This university project, merges automated marble sorting with colour-based pixel image assembly to create a fully integrated system. Designed as a hands-on exploration of engineering and AI integration, it features a Flask application as the front-end, enabling users to input prompts for generating 30×30 pixel art images via the ChatGPT API. These images are transformed into physical layouts through the precise coordination of stepper motors, sensors, and a WebSocket-based command interface, which accurately positions coloured marbles. The system orchestrates all the components trough an Arduino and Raspberry pi, witch handles real-time commands and feedback.
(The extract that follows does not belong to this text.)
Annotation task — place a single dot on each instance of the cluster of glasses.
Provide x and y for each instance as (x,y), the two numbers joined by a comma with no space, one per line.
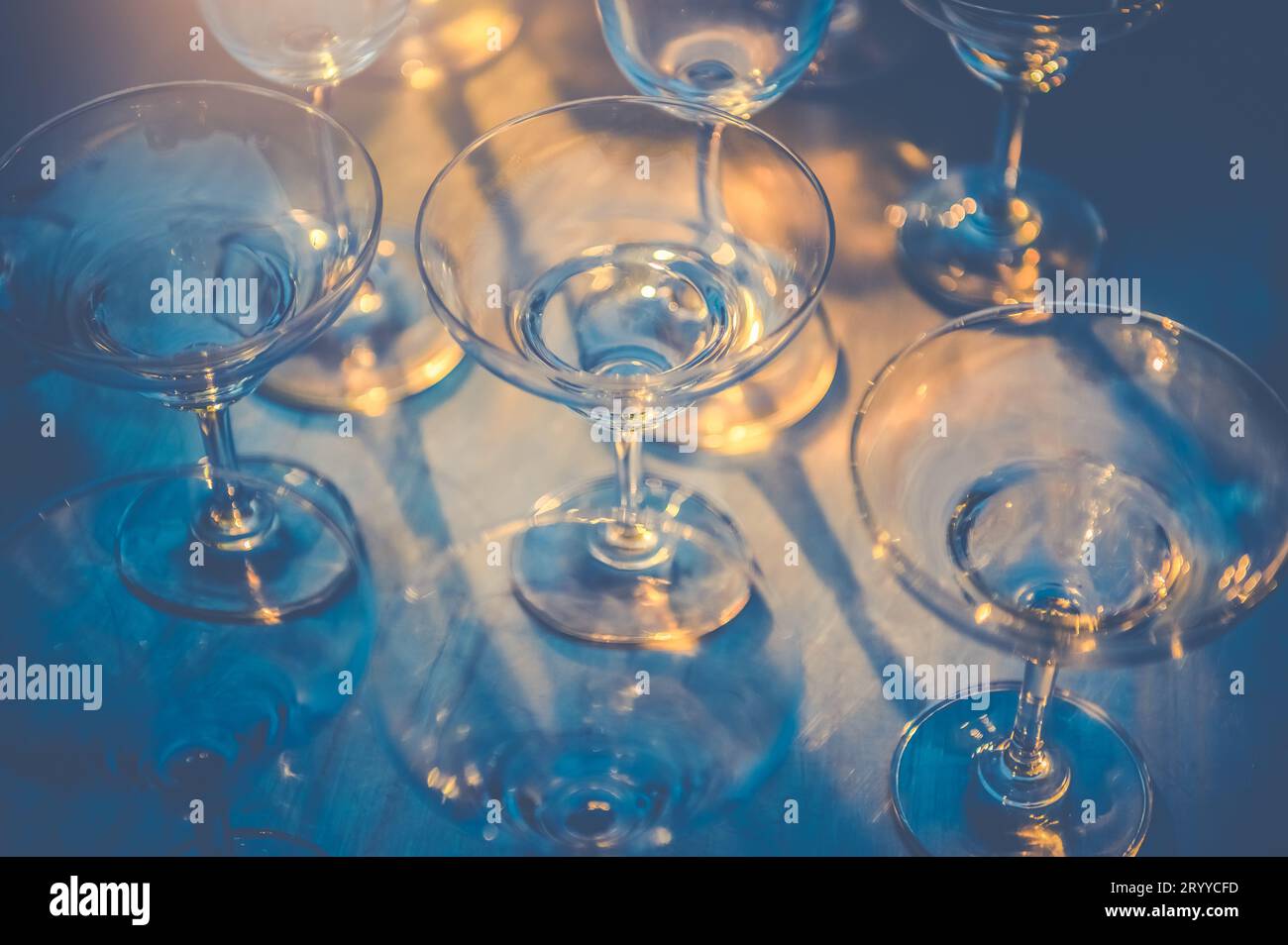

With a focus on automation, precise control, and scalability, this project helped me discover new engineering concepts.

Approach

The system architecture emphasizes modular design and non-blocking logic for responsive operation. Each motor and sensor module is encapsulated in dedicated classes, promoting reusability and maintainability. The Flask application first processes the user-generated pixel art by pixelating and simplifying images with 18 different colours. These instruction are then translated into motor commands via WebSocket communication, ensuring near-instant feedback and remote control possibilities. Throughout development, techniques such as microsecond timing adjustments, refined input validation, and rigorous debugging processes were employed to address motor drift, communication bottlenecks, and synchronization challenges. The end result is a pretty robust, responsive system that integrates hardware and software components efficiently to bring generated pixel art to life using marbles.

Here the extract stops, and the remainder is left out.